Modeling price and volatility inter- relationships in the Australian wholesale spot electricity markets
- By Helen Higgs
- Published 08/7/2009
- Price modeling
- Unrated
Published in: Energy Economics
Publication year: 2009
This paper examines the inter-relationships of wholesale spot electricity prices among the four regional electricity markets in the Australian National Electricity Market (NEM): namely, New South Wales, Queensland, South Australia and Victoria using the constant conditional correlation and Tse and Tsui's (Tse, Y.K., Tsui, A.K.C., 2002. A multivariate generalised autoregressive conditional heteroscedasticity model with time-varying correlations.
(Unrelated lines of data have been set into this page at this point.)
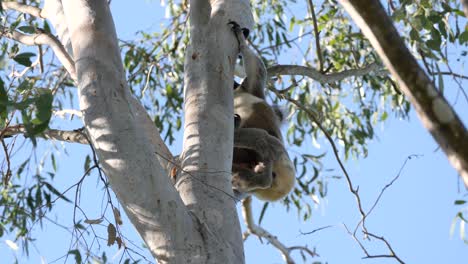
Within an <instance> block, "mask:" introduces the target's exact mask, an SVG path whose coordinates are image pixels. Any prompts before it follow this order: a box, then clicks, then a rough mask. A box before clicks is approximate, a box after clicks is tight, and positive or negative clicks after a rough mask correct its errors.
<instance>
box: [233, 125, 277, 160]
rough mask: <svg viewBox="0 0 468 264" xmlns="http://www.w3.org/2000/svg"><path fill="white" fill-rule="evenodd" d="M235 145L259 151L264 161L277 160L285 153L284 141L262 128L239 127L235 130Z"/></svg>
mask: <svg viewBox="0 0 468 264" xmlns="http://www.w3.org/2000/svg"><path fill="white" fill-rule="evenodd" d="M234 147H235V148H245V149H250V150H253V151H255V152H257V153H258V154H259V155H260V156H261V158H262V160H263V161H275V160H276V159H277V157H279V156H280V155H281V154H283V153H285V152H286V150H285V149H284V146H283V143H282V142H281V141H280V140H279V139H278V138H276V137H273V136H271V135H270V134H268V132H267V131H266V130H264V129H260V128H238V129H236V130H235V131H234Z"/></svg>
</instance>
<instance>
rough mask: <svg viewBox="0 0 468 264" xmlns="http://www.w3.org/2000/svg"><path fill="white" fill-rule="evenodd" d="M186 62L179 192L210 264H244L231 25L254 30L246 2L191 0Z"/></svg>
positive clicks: (234, 56) (237, 52)
mask: <svg viewBox="0 0 468 264" xmlns="http://www.w3.org/2000/svg"><path fill="white" fill-rule="evenodd" d="M190 7H191V8H190V37H191V38H190V46H189V47H188V48H187V51H186V59H185V69H184V73H185V87H184V93H185V106H184V113H185V124H184V143H183V152H182V154H181V160H182V167H183V174H182V175H181V177H180V179H179V180H178V182H177V184H176V187H177V189H178V191H179V193H180V195H181V197H182V199H183V200H184V203H185V204H186V205H187V207H188V208H189V209H190V210H191V211H192V212H193V213H194V215H195V217H196V218H197V219H198V220H199V222H200V227H201V228H202V229H206V230H210V232H209V233H208V236H207V237H206V238H205V242H206V245H207V246H206V249H207V250H208V252H207V255H208V256H210V258H209V259H207V263H243V262H244V253H243V241H242V237H241V230H240V224H239V218H238V216H237V213H236V208H235V206H236V204H235V200H234V197H233V193H232V186H231V166H232V149H233V131H234V114H233V90H232V85H233V74H234V65H235V62H236V60H237V56H238V53H239V49H238V42H237V40H236V39H235V36H234V34H233V32H232V31H231V28H230V26H228V22H229V21H236V22H238V23H239V24H240V25H241V26H242V27H248V28H250V29H251V28H252V26H253V17H252V15H251V11H250V4H249V2H248V1H247V0H242V1H232V0H219V1H208V0H192V1H190Z"/></svg>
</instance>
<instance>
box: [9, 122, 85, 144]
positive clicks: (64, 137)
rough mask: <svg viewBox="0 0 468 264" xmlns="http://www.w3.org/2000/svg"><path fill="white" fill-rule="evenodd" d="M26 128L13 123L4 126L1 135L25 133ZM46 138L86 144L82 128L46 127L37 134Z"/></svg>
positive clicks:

Journal of Business and Economic Statistics 20 (3), 351–362.) and Engle's (Engle, R.,2002. Dynamic conditional correlation: a sample class of multivariate generalized autoregressive conditional heteroskedasticity models. Journal of Business and Economic Statistics 20 (3), 339–350.) dynamic conditional
correlation multivariate GARCH models. Tse and Tsui's (Tse, Y.K., Tsui, A.K.C., 2002. A multivariate generalised autoregressive conditional heteroscedasticity model with time-varying correlations. Journal of Business and Economic Statistics 20 (3), 351–362.) dynamic conditional correlation multivariate GARCH model which takes
account of the Student t specification produces the best results. At the univariate GARCH(1,1) level, the mean equations indicate the presence of positive own mean spillovers in all fourmarkets and little evidence of mean spillovers from the other lagged markets. In the dynamic conditional correlation equation, the highest
conditional correlations are evident between the well-connected markets indicating the presence of strong interdependence between these markets with weaker interdependence between the not so wellinterconnected markets.